A pro-Brexit group of Conservative lawmakers predicted on Tuesday Britain will enjoy an economic boom if it trades with the EU under World Trade Organization (WTO) rules after Brexit.
Eurosceptics in Prime Minister Theresa May’s Tory party presented an alternative plan to the government’s that envisions a clean break from the EU bloc.
The question of how to engineer Britain’s departure without ruining its economy in the process has torn apart the ruling party since the Brexit referendum was passed in 2016.
Britain will formally leave the EU on March 29 even if no deal on the divorce terms is reached.
A group calling itself the Economists for Free Trade presented the plan on Tuesday, saying it was offering a “Clean Brexit — that is, a World Trade Deal under WTO rules.”
The deal “would allow us to leave the Single Market and the Customs Union, regain control over our borders, laws, and regulations, free ourselves from the European Court of Justice, and have freedom to establish our own trading relationships with the rest of the world,” the group said.
The WTO plan meets the demands of the most strident proponents of Britain charting its own course in trade relations and wresting back legal levers of power from Brussels.
The government is instead proposing a plan to continue trading in goods with the EU under a “common rulebook” after Brexit to ensure frictionless trade at the border.
Tuesday’s event included former foreign secretary Boris Johnson and leading conservative Jacob Rees-Moog as well others whose views differ sharply from those of most members of May’s cabinet.
Some economists question the wisdom of relying on the unwieldy 164-nation World Trade Organization for defining a nation’s basic trade terms with its closest partners.
But the pro-Brexit group said WTO rules would help the UK economy expand by an additional seven percent over the government’s current projections for growth for the coming 15 years.

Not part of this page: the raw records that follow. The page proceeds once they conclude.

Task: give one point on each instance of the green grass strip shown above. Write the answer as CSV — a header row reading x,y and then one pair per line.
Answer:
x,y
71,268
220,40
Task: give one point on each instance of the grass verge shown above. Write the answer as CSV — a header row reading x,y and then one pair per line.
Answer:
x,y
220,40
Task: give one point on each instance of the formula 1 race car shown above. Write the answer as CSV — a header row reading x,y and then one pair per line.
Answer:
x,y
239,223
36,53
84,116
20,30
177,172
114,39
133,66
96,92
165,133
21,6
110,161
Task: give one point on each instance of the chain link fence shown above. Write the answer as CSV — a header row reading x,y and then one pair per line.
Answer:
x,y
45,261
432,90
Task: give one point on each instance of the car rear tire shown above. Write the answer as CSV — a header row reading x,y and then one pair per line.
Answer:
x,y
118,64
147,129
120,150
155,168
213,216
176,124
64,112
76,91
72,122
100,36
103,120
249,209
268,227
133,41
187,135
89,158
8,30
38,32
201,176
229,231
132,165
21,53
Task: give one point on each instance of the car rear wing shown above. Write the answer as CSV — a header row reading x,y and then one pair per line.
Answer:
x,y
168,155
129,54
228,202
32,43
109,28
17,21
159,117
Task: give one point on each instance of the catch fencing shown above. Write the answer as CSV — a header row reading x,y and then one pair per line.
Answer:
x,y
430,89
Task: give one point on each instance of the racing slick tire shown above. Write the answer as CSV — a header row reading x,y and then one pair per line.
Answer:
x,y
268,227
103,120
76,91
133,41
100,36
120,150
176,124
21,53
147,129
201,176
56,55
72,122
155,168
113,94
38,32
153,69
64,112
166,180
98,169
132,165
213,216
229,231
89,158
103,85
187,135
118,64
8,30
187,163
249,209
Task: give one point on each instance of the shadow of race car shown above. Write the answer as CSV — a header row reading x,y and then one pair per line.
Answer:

“The average household would gain around 8 percent, while the poorest household will be 15 percent better off,” the report said.
“The Treasury will receive about 10 percent extra revenue — around £80 billion ($104 billion, 90 billion euros).”
The group said the benefits would come mostly from Britain signing new and more advantageous free trade agreements.
The WTO “deal does not imply ‘walking away’ from the Brussels negotiations, as there are other aspects of the new EU-UK relationship… that need to be agreed,” the group said.
“A World Trade Deal only implies that there will not be an EU trade deal – not that there will be no deal on anything at all.”